Are the oscillations observed in Figure 2 a minor weakness with the method or simple hyperparam tuning that is needed?
Can you add experiment insights (computation/time taken/machine experimented on) into the appendix to improve transparency?

评论- Response to the reviewer MBPj's comments

2024-11-20

Thank you for your insightful review and encouraging feedback on our work. We are pleased that our empirical and theoretical contributions were well-received and found promising. We really appreciate your recognition of the paper's strengths. In the following paragraphs, we address your comments and questions in detail.

Baselines and their hyperparameter tuning

To clarify, the CPQ results in Table 1 are based on the original results reported in the DSRL whitepaper, some of which we verified by running CPQ ourselves, yielding comparable results (as shown in Figure 2b). Recent works, such as FISOR, also report similar CPQ performance, further supporting the results provided here. Regarding the reviewer’s concern about standard RL baselines, FISOR is a robust recent baseline that serves this purpose effectively in our comparisons. We agree that detailing the hyperparameters for all baselines in the main text would enhance clarity; however, given space constraints, we propose adding these details to the supplementary materials or appendix and referencing the corresponding works/repos for further implementation specifics.

Safety-performance trade-off in LSPC-S vs LSPC-O

We appreciate the reviewer's insightful comment regarding the comparison between LSPC-S and LSPC-O, particularly the disproportionate increase in cost relative to reward in Table 1. In the hard metadrive experiments, we conducted hyperparameter tuning for LSPC-O to assess potential performance improvements, including increasing the size of the restricted latent safety space and raising the dimensionality of the latent space from 32, as we suspected that this might not be expressive enough for the task's difficulty. However, we found that these adjustments resulted in only increased costs, while reward performance tended to saturate, likely due to the challenging nature of the tasks. Consequently, efforts to enhance rewards often led to similar disproportionately larger increases in cost, as noted by the reviewer. Although our methods significantly outperform other baselines in this set of tasks, we acknowledge that the reviewer’s observation may also reflect some limitations inherent in our proposed framework.

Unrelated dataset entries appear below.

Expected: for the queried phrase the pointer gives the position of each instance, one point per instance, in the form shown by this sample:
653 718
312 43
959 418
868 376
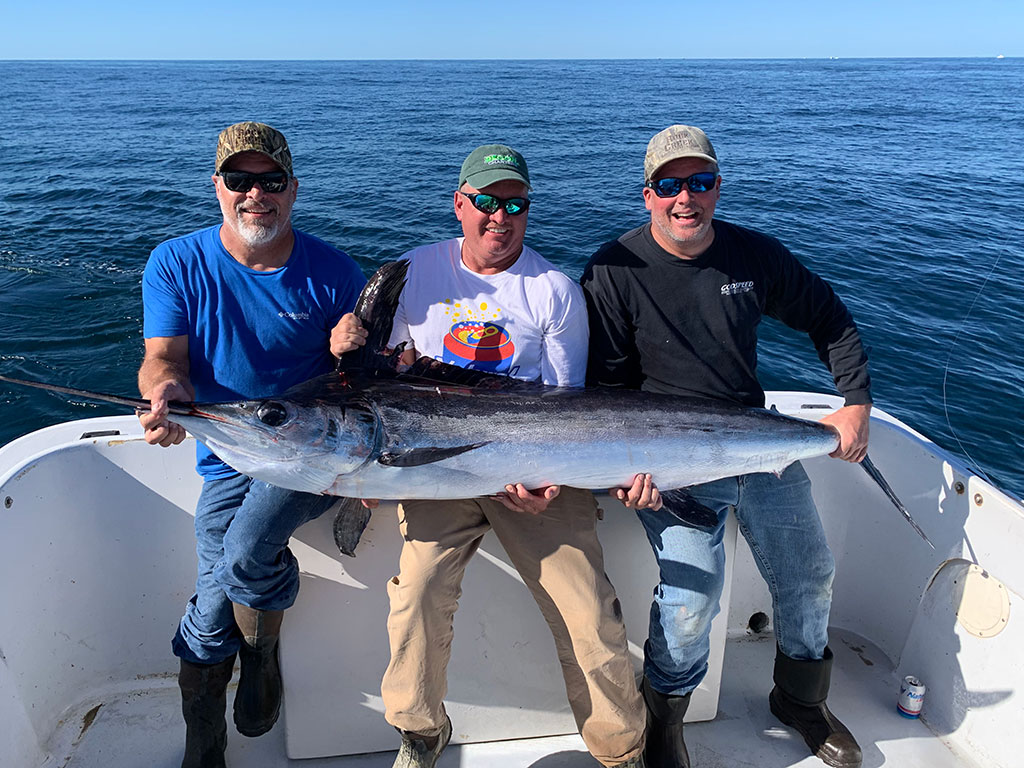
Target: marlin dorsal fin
375 308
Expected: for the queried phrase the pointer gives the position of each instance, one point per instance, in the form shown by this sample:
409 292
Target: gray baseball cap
493 163
674 142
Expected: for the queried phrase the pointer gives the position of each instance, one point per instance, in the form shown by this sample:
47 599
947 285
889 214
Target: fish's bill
138 403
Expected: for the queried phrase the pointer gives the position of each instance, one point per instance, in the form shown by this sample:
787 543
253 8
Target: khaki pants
559 557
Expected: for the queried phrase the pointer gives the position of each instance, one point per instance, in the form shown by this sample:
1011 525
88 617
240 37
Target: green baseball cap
493 163
249 136
674 142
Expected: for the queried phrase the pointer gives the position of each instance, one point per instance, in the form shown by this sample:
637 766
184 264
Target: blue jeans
242 531
779 520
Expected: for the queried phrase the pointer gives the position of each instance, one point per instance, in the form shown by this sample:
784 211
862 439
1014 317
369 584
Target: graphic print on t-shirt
474 341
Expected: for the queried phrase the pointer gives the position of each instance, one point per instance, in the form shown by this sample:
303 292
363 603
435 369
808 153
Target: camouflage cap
249 136
674 142
493 163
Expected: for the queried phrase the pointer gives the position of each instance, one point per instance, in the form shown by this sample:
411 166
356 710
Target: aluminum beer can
911 696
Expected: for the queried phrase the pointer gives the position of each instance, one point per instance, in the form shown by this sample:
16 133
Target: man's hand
347 335
160 431
642 494
519 499
852 424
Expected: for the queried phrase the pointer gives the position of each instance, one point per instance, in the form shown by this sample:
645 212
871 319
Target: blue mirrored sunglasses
670 187
488 203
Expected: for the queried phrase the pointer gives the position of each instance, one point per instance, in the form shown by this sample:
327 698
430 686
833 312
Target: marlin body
415 436
371 430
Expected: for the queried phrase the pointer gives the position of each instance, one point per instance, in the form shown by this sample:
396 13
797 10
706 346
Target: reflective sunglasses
670 187
270 182
489 204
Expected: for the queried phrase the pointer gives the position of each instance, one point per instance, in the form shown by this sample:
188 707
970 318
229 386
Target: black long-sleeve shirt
675 326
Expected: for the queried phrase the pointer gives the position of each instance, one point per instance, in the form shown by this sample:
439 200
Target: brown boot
666 748
204 700
257 702
799 700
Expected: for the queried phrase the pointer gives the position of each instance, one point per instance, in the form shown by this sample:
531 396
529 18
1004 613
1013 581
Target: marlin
372 429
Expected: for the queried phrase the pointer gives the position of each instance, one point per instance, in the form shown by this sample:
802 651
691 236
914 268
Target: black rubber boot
257 701
666 748
799 700
204 701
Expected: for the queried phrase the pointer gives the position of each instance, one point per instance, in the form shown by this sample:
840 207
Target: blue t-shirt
251 334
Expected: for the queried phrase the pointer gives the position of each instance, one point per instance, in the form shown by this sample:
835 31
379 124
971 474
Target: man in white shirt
485 301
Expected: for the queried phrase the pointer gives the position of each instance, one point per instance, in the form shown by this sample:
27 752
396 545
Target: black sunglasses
489 204
670 187
270 182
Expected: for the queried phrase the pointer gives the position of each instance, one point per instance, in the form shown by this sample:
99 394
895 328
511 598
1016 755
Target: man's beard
254 233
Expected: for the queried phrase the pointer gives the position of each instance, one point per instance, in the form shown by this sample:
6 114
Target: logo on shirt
481 346
474 340
735 288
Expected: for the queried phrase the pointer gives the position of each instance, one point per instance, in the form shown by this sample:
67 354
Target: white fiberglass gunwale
103 561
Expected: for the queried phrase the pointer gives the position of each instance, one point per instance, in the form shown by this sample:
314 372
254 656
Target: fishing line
945 372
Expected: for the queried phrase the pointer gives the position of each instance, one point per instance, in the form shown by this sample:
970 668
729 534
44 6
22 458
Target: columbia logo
733 288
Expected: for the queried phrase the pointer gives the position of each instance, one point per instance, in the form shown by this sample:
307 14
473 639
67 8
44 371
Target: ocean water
899 180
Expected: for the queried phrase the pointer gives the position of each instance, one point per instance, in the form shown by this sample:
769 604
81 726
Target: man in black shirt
674 307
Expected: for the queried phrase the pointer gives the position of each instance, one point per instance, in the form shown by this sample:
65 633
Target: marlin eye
272 414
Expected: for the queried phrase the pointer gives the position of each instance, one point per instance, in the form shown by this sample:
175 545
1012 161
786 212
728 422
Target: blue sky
527 29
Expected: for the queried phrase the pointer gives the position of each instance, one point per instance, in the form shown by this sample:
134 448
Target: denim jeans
779 521
242 531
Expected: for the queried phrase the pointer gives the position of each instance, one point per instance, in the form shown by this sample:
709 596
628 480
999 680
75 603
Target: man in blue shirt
241 310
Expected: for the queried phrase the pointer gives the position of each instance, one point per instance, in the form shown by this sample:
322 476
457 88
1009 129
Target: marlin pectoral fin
689 511
349 522
419 457
876 475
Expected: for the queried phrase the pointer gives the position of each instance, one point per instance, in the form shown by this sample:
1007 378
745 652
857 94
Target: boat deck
141 727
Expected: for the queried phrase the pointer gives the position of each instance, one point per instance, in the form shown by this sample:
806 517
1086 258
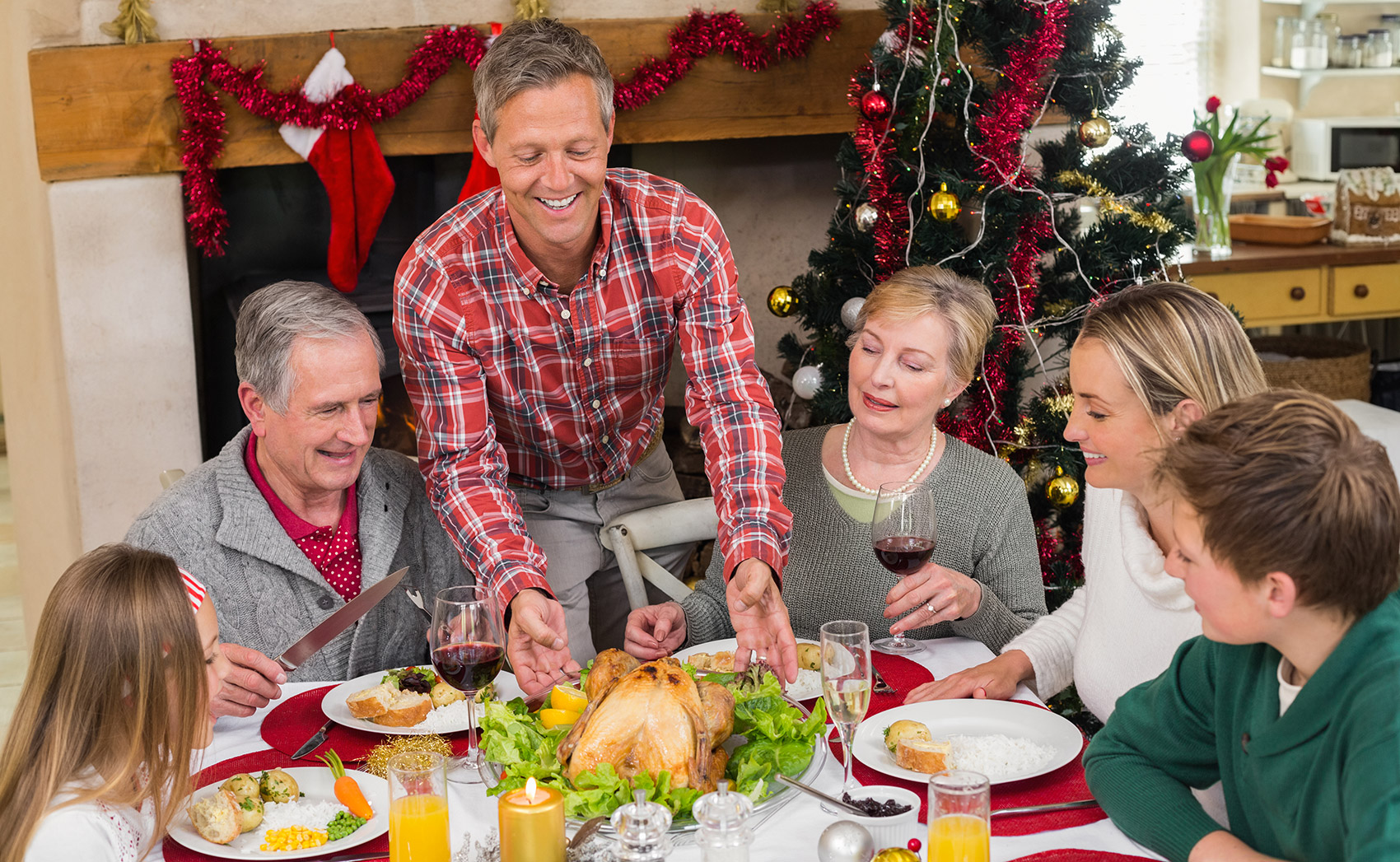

Oscillation of cost return while training LSPC-O

This is an astute observation. While there may be alternative sets of optimal hyperparameters, we opted to use a consistent set across all tasks. We believe that the oscillations are primarily attributed to the model's attempts to find a balance between safety and reward optimization, as you noted.

Firstly, during early training stages, the CVAE decoder, being a neural network, is still undertrained and has limited exposure to samples from the prior distribution. While capable of modeling complex, multimodal distributions of in-distribution actions, the decoder may initially map some samples to out-of-distribution or unsafe actions. This occurs as the latent safety encoder ( $\delta$ ) seeks to maximize rewards by exploiting the inaccuracies in these mappings. Over time, as the decoder encounters a more comprehensive set of samples from the prior, it stabilizes, forcing the encoder to select actions from safer, in-distribution regions.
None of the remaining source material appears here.